Revisiting referential opacity - a proposal from Thomas Lörtsch on 2023-02-01 (public-rdf-star-wg@w3.org from February 2023)

From: Thomas Lörtsch <tl@rat.io>
Date: Wed, 1 Feb 2023 15:12:32 +0100
To: RDF-star WG <public-rdf-star-wg@w3.org>
Message-Id: <56A14A7C-0D6B-4F5C-A53A-9B11D56561EA@rat.io>

Now, before you discuss the handling of blank nodes in referentially opaque quoted triples _again_, why not first reflect on the usefulness and dangers of referentially opacity of quoted triples _again_. And why not consider an alternative!

tl;dr

:Alice :buys :Car .
<< :Alice :buys :Car >> // ref. transparent
:source :Bob ;
:quoted ":Alice :buys :Car."^^rdf:ttl . // RDF literal

I wrote that long mail "drop referentially opaque semantics in embedded triples" [0] to the CG in May 2021 and I stand by my assessment from then: referentially opaque quoted triples will only bring misunderstanding, hurt feelings and large amounts of unsound triples. Their peculiar semantics won’t survive the onslaught of practice. Not even all vendors support them - see Stardog’s comment to the CG that users would like to keep entailments. In practice the Transparency Enabling Property mechanism (TEP) is nowhere mentioned, let alone applied outside the CG report - not even in the CG’s example note. Many users have trouble understanding the concept, or rather the difference between syntax and interpretation. The CG report, the CG example, the CG presentation in the Lotico talk all rather hide the concept instead of actively educating people on it - certainly not the way to make it be respected in practice: a design by logicians for logicians, it seems.

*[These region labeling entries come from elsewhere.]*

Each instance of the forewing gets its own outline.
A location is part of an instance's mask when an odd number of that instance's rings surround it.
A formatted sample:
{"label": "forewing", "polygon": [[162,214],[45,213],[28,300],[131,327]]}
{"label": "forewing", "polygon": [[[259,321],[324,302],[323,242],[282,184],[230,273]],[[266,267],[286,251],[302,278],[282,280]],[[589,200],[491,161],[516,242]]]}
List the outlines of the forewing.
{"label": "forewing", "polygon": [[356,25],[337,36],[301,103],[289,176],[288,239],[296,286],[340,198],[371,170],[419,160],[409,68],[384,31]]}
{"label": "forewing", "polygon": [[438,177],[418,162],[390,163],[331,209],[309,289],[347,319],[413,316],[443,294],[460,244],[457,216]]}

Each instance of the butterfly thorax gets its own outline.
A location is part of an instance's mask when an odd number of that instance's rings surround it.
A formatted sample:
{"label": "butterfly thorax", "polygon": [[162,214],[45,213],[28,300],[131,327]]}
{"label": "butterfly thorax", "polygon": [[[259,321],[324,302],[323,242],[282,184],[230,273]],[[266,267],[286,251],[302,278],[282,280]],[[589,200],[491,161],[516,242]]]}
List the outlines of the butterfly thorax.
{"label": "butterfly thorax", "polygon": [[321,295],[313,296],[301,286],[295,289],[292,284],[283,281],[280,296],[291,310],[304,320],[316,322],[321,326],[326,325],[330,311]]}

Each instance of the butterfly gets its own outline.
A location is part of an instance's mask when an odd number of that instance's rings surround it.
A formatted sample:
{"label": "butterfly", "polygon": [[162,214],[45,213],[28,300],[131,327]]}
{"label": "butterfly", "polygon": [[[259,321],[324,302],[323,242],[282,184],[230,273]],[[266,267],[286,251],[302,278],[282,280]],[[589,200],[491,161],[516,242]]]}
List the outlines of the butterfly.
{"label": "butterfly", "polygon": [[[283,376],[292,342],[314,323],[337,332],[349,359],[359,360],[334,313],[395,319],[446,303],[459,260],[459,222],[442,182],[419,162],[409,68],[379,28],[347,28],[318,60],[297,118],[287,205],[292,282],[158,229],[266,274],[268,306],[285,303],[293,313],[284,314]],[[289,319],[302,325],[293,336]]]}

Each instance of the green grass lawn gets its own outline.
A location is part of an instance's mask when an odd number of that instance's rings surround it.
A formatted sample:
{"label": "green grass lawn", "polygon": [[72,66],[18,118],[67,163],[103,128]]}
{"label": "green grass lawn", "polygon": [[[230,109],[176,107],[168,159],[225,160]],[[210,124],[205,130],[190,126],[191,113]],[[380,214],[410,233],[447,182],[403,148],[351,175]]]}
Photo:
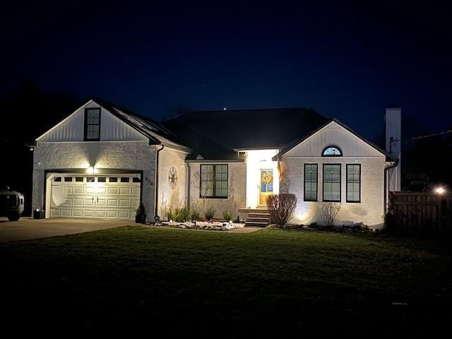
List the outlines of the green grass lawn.
{"label": "green grass lawn", "polygon": [[124,227],[0,244],[3,320],[390,335],[445,323],[451,264],[443,245],[383,234]]}

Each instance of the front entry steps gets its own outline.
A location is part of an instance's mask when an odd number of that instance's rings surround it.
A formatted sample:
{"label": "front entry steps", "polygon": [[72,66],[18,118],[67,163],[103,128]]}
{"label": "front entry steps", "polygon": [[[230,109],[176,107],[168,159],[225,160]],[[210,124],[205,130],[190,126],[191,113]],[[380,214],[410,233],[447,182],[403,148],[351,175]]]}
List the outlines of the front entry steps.
{"label": "front entry steps", "polygon": [[248,213],[245,226],[257,226],[265,227],[270,224],[270,213],[268,210]]}

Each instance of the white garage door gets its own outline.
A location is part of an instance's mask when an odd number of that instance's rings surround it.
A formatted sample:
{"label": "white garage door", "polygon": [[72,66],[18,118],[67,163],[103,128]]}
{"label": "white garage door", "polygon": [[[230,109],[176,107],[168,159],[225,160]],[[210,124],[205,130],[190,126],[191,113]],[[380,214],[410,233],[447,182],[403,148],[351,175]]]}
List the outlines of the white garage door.
{"label": "white garage door", "polygon": [[50,217],[135,218],[139,174],[53,174]]}

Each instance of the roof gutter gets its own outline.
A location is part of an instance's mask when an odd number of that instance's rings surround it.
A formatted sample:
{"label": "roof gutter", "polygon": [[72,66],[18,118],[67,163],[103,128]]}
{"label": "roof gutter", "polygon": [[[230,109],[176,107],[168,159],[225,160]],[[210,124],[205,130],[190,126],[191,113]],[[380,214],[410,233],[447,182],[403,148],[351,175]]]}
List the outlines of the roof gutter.
{"label": "roof gutter", "polygon": [[397,165],[398,165],[398,159],[396,159],[396,161],[394,162],[394,163],[393,165],[390,165],[389,166],[386,166],[386,167],[384,167],[384,191],[383,191],[383,215],[384,215],[385,214],[386,214],[386,212],[388,210],[388,191],[387,191],[388,187],[388,172],[389,171],[389,170],[391,170],[391,168],[394,168],[396,167]]}
{"label": "roof gutter", "polygon": [[155,191],[154,191],[154,217],[157,215],[157,213],[158,212],[158,203],[157,201],[157,199],[158,198],[158,156],[160,150],[165,148],[165,146],[163,145],[160,145],[160,146],[162,146],[162,148],[159,150],[157,150],[157,152],[155,152],[155,179],[154,180],[154,182],[155,183]]}

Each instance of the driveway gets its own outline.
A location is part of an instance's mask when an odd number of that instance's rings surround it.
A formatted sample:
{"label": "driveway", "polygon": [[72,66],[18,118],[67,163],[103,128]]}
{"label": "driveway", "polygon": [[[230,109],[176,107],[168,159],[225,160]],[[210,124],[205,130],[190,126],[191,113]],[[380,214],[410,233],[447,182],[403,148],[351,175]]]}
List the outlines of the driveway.
{"label": "driveway", "polygon": [[105,220],[88,218],[32,219],[21,218],[18,221],[8,221],[6,218],[0,218],[0,242],[48,238],[57,235],[75,234],[134,224],[134,221],[130,220]]}

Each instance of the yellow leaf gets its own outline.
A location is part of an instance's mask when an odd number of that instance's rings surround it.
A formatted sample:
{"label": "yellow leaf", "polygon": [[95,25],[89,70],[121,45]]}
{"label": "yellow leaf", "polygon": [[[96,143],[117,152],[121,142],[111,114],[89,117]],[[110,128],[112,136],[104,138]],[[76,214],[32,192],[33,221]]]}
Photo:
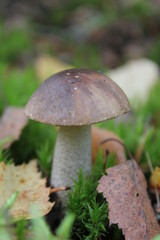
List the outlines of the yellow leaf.
{"label": "yellow leaf", "polygon": [[[36,161],[20,166],[0,163],[0,207],[16,191],[19,193],[18,197],[9,210],[15,219],[32,219],[46,215],[53,206],[49,202],[50,188],[46,187],[46,179],[42,179],[37,171]],[[33,205],[39,209],[36,216],[30,211]]]}

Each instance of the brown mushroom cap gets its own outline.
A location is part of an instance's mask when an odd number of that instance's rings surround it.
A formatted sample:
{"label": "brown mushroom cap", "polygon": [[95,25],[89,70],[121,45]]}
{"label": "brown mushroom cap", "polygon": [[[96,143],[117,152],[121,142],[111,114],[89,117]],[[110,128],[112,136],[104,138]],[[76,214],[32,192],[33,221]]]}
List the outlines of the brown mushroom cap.
{"label": "brown mushroom cap", "polygon": [[57,126],[90,125],[128,112],[119,86],[104,74],[70,69],[48,78],[31,96],[26,115]]}

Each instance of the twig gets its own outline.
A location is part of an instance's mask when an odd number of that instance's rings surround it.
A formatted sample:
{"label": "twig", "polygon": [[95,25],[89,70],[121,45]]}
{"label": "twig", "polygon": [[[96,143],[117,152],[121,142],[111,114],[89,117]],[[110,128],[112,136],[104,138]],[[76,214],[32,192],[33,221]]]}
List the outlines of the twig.
{"label": "twig", "polygon": [[70,187],[58,187],[58,188],[51,188],[50,193],[60,192],[60,191],[67,191],[70,190]]}
{"label": "twig", "polygon": [[[149,155],[148,152],[146,152],[145,155],[146,155],[146,159],[147,159],[150,171],[151,171],[151,173],[153,173],[153,165],[152,165],[150,155]],[[156,185],[154,186],[154,190],[155,190],[156,201],[157,201],[157,207],[156,208],[159,208],[160,207],[160,199],[159,199],[159,193],[158,193],[158,189],[157,189]]]}

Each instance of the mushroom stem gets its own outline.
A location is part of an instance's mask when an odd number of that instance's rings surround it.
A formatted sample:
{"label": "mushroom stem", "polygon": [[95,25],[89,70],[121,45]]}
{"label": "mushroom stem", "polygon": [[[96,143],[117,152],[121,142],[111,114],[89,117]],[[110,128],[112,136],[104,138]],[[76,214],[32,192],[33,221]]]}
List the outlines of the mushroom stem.
{"label": "mushroom stem", "polygon": [[[91,170],[91,127],[60,127],[51,173],[51,186],[72,186],[79,169]],[[63,197],[62,197],[63,198]]]}

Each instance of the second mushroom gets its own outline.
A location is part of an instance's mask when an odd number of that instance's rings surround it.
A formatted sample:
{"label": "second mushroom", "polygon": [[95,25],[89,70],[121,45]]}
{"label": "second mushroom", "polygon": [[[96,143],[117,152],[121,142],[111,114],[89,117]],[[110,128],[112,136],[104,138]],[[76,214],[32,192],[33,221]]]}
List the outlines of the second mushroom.
{"label": "second mushroom", "polygon": [[126,95],[110,78],[70,69],[48,78],[31,96],[26,115],[59,126],[51,185],[72,186],[78,171],[91,170],[91,124],[129,111]]}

There have been attempts before, in Notation3 and in the original Named Graphs [1] proposal, to define referentially opaque constructs. They failed to garner widespread adoption, but I certainly see the usefulness of the construct, just not in the way that Notation3, Named Graphs (Carroll et al) and now the RDF-star CG propose to implement it: right in the middle of integration-focused, interpretation-based RDF. That way it is sure to be overrun by practitioners who are just looking for a less verbose alterantive to RDF standard reification. In the end everybody looses, because it will be impossible to trust any quoted triple that its authors really meant to insist on the syntactically faithful representation.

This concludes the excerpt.